23 Nisan'da meydana gelen 6.2'lik depremin orta şiddette olduğunu ve beklenen büyük depremi öne veya ileri bir tarihe aldığına yönelik bir cümle kurmanın bilimsel olamayacağını kaydetti.
"7,8'LİK DEPREME GÖRE HAZIRLANMAMIZ GEREKİR"
Yaltırak, Marmara Denizi'nde dört fayın aynı anda kırılması sonucu 7,8 büyüklüğünde bir depremolabileceğine dikkat çekti ve "Yani dört fay aynı anda kırılacakmış gibi 7,8’lik bir depreme göre hazırlanmamız gerekir" dedi.
HANGİ İLÇELERİN ZEMİNİ SAĞLAM?
Böyle bir depremde bile Beşiktaş, Şişli, Beykoz, Sarıyer gibi zemini sağlam ilçelerde yıkım yaşanmayacağını belirten Yaltrak, "Maslak civarındaki evler yıkılacaksa İstanbul’da kimsenin hayatta kalma şansı yok ama böyle bir deprem oluşturacak fay ya da birikim yok. En kötü senaryo olan 7,8’de bile İstanbul’un sağlam zeminlerinde 23 Nisan’da kıyıda hissedilen 0.2g ivmeyi ancak görüyoruz" dedi.
NERELER YENİLENMELİ?
Zemini sağlam yerlerde kentsel dönüşüm yapmanın kira fiyatlarını artırdığını ve şehri yaşanmaz hale getirdiğini vurgulayan Yaltırak, zemini riskli bölgelere odaklanılması gerektiğini söyledi:
"Yani deprem her yeri aynı ivmeyle vuracakmış, her yerde aynı yıkım olacakmış gibi anlatmak doğru bir şey değil.

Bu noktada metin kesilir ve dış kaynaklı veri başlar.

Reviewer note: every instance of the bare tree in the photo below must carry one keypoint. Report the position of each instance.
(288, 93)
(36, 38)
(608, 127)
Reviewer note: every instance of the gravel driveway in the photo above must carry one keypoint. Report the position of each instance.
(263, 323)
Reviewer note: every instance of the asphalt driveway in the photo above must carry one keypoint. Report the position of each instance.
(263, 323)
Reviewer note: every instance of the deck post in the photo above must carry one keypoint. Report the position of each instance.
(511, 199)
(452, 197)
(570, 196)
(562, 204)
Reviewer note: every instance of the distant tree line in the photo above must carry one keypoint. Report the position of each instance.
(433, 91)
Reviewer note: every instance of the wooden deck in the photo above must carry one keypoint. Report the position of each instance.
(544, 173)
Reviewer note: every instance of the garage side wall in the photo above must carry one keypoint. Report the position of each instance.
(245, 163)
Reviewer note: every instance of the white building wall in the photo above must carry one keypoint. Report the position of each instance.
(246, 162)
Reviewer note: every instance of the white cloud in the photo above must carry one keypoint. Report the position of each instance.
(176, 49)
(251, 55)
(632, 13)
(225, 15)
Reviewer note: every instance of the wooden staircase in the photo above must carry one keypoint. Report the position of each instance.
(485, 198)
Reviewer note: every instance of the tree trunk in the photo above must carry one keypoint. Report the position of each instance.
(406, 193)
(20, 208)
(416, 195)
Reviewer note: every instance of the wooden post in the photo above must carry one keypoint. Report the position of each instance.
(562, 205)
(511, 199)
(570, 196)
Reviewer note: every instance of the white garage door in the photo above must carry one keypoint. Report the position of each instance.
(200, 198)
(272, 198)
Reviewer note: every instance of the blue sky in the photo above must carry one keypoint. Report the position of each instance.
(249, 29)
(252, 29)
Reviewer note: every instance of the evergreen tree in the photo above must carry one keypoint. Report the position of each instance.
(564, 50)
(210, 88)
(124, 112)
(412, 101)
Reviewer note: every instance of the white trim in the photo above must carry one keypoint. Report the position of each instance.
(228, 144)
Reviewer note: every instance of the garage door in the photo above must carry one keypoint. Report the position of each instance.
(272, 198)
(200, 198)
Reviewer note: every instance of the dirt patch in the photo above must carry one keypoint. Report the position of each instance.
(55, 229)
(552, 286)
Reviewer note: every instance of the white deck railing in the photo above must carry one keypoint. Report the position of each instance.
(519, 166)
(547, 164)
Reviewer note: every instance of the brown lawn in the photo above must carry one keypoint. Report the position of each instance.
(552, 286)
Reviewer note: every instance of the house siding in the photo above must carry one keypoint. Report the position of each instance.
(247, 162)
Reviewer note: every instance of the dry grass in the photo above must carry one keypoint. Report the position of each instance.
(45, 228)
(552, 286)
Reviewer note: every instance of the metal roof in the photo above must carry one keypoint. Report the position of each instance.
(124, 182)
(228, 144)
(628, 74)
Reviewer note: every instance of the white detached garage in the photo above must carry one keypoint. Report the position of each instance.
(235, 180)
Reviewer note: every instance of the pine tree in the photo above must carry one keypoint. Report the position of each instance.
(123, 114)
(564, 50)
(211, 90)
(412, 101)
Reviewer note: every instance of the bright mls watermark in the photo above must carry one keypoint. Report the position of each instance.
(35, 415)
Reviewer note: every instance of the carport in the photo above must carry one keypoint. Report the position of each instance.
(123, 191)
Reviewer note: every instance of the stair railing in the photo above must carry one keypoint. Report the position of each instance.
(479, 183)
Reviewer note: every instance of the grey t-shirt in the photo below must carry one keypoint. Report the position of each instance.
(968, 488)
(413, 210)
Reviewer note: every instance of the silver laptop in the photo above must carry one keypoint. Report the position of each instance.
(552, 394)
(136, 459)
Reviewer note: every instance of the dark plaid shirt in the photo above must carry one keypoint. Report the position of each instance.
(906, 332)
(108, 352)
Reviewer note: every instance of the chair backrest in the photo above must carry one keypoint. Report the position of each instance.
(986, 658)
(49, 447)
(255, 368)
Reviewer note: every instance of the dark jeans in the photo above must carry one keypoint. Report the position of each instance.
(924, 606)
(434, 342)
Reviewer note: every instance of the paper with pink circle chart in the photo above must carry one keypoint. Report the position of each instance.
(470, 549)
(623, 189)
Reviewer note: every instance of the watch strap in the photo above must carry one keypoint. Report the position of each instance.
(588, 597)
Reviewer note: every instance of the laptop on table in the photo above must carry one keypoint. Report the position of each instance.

Yani siz Yedikule'ye, Fatih'e, Zeytinburnu'na, işte Haliç'in kıyılarına, ondan sonra İstanbul'un vadilerine, Kağıthane'ye, Kasımpaşa'ya, Büyükçekmece’ye, Küçükçekmece’ye öncelik vermeyip her yer bu alanlar gibi etkilenecekmiş gibi konuşursanız doğru bir şey yapmıyorsunuz."
6,2'LİK DEPREMİN ETKİLERİ
Yaltırak, 6,2'lik depremin etkileri hakkında ise şunları söyledi:
"Bizim asıl depremi beklediğimiz ana faylara açılı bir sürü fay var. İşte bu faylardan birinde bu 6,2’lik Orta Marmara Sırtı Depremi oldu. Şimdi ona yakın bazı faylar var. O faylardaki hareketler de yine ana fayı etkiliyor. Ama beklediğimiz büyük depremin genel büyüklüğü etkiliyor mu? Hayır, etkilemiyor. Bu açıdan baktığımız zaman şunu rahatlıkla söyleyebiliyoruz ki bu faydaki stres boşalmış değil. Ben bunu hep bir kapı benzetmesiyle anlatıyorum. Kuzey Anadolu Fayı’nın Marmara segmentleri kapılardan oluşuyor, o kapılara yaslandıkça kapıların menteşeleri gıcırdıyor, çatlıyor, patlıyor. Ama o kapının bir de kilidi var. Kilit dediğimiz fayın kırılmasını beklediğimiz yer. Menteşelerde deprem olunca o kilide de bir yüklenme oldu. Ama bu durum için “Beklenen bir depremi öne aldı ya da erteledi” diyemeyiz. Bunu söylemek mümkün değil. Çünkü büyüklük diye bir şey var. Yani siz 20 litrelik bir kova suyun içinden bir çay kaşığı su eksilttiğiniz zaman hacimden çok büyük bir şey gitmiş olmuyor."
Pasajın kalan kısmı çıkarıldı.